Une histoire de vocation
1 Corinthiens 9 : 16-23
« Trouver sa vocation ». Voici une suite de mots qui, pourtant bien ordinaire, pourrait faire un bon titre de livre à succès. Et, entre vous et moi, ça doit déjà même être fait, vu la formulation utilisée à double tour dans notre culture occidentale et nord-américaine. Ce questionnement là, cette recherche de sens mille fois répétée de nos jours, ne date pourtant pas d’hier. Souvenez-vous de votre propre histoire alors que je prends le loisir de glisser un court anecdote sur la mienne.
J’avais alors dix ou onze ans. En sixième année – où on se prépare déjà à passer au secondaire – une conseillère en orientation faisait le tour de nos classes. Elle nous présentait différentes professions à travers des jeux et des discussions à propos de nos goûts et de nos intérêts.
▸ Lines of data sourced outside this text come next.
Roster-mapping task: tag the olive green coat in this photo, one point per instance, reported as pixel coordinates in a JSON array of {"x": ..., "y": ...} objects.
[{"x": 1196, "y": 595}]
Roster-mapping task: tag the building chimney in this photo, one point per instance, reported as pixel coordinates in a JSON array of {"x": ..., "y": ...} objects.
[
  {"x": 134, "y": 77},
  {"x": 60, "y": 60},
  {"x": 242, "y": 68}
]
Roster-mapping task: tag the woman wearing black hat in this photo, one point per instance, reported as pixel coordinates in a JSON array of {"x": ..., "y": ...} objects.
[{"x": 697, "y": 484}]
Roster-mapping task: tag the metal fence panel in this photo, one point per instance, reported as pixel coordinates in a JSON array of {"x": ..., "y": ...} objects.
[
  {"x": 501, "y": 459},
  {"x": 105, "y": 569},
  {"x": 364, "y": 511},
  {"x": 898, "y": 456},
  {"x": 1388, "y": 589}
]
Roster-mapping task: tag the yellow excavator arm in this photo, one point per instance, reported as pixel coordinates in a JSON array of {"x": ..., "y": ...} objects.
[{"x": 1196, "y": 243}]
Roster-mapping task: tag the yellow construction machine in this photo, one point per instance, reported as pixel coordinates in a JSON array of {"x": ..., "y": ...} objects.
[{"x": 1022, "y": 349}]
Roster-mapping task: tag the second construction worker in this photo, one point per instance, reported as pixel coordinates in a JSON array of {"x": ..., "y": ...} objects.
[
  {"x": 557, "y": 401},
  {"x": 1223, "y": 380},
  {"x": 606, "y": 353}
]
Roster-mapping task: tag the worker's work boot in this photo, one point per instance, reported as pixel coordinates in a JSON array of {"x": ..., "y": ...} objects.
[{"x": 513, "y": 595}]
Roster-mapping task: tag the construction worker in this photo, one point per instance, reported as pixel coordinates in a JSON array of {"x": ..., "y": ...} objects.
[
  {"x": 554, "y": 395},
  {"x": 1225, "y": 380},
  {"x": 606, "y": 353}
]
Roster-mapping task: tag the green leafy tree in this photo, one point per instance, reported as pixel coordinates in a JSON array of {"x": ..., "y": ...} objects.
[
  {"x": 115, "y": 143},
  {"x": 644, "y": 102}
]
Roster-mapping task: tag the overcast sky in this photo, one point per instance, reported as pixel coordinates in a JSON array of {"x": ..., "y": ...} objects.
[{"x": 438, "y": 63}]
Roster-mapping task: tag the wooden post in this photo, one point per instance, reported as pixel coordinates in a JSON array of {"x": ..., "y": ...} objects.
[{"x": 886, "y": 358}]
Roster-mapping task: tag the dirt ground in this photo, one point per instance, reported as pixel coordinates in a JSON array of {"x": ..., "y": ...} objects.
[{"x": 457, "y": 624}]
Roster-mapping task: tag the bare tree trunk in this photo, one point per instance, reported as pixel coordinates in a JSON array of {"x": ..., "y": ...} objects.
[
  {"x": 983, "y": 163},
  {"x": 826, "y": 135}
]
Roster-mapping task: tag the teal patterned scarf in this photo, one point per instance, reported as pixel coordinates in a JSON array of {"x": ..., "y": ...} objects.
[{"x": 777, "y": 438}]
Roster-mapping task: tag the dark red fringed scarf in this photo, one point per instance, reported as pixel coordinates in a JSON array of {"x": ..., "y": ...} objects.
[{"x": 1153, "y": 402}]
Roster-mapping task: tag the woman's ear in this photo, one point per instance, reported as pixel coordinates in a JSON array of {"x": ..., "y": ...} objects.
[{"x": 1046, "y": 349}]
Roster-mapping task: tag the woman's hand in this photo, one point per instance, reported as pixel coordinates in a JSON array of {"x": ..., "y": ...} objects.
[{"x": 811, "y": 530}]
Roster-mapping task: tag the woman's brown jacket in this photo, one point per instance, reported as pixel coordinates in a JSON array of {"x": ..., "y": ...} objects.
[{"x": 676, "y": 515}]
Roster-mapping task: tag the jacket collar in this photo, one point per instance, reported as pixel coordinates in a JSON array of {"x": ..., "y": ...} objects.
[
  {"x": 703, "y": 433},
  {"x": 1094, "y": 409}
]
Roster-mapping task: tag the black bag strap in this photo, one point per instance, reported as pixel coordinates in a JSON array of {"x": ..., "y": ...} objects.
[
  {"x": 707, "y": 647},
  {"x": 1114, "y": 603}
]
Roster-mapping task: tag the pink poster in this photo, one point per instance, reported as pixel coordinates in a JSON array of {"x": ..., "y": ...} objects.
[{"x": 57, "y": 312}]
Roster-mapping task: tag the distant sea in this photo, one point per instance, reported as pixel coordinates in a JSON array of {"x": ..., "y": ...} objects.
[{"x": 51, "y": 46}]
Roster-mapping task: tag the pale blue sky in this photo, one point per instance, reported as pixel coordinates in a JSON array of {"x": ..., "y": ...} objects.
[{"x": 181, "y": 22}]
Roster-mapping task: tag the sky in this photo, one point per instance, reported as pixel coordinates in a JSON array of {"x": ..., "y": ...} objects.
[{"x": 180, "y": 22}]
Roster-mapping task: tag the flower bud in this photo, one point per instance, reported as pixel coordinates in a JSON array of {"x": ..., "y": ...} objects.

Son objectif était bien sûr de nous sensibiliser aux choix que nous allions faire plus tard une fois adulte et vers quels domaines d’étude nous allions nous tourner dans… environs cinq ans. Cinq ans, c’est sûr que ça allait passer vite. La conseillère en orientation nous faisait entre autres remplir des questionnaires pour nous à inspirer à un choix de carrière auquel il fallait déjà réfléchir. Il fallait bien faire de quoi de notre vie, nous autres, les jeunes. Vous savez : gagner notre argent. C’est ce que nos parents espéraient en tout cas.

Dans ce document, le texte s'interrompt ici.